Ketua Umum PYC, Filda Citra Yusgiantoro, menegaskan bahwa salah satu tujuan utama RECLICKS adalah menghasilkan kebijakan Climate Finance Policy yang dapat digunakan sebagai rekomendasi bagi pemerintah dalam pembiayaan proyek energi baru terbarukan di Indonesia.
“Jadi kita mengkaji kebijakan pembiayaan iklim apa yang tepat, dan nanti memberikan rekomendasi kepada pemerintah. Kajiannya mencakup Jadi sisi investasi atau pembiayaan, karena untuk mendorongbtransisi energi dan mewujudkan net zero emission butuh biaya besar,” ungkap Filda, disela-sela peluncuran RECLICKS.
Melalui kajian dari PYC dan Waterloo, rekomendasi kebijakan pembiayaan iklim akan diberikan kepada pemerintah dengan pendekatan yang tidak semata-mata mengandalkan donasi.
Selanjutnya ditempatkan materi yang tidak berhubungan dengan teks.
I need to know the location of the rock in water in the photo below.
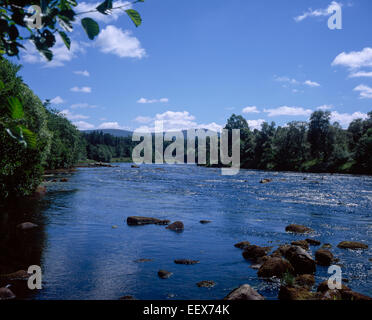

Alternatif pembiayaan yang dibahas termasuk donasi, grant, investasi, dan pajak karbon.
Kanada turut memberikan saran tentang pembiayaan iklim yang sesuai untuk Indonesia.
“Kita akan membuka telinga kita apa sarannya mereka yang tepat untuk Indonesia, karena pembiayaan iklim kan macam-macam ya, ada donasi, ada grant, Pajak karbon, terus ada juga ETS trading system,” ujar Filda.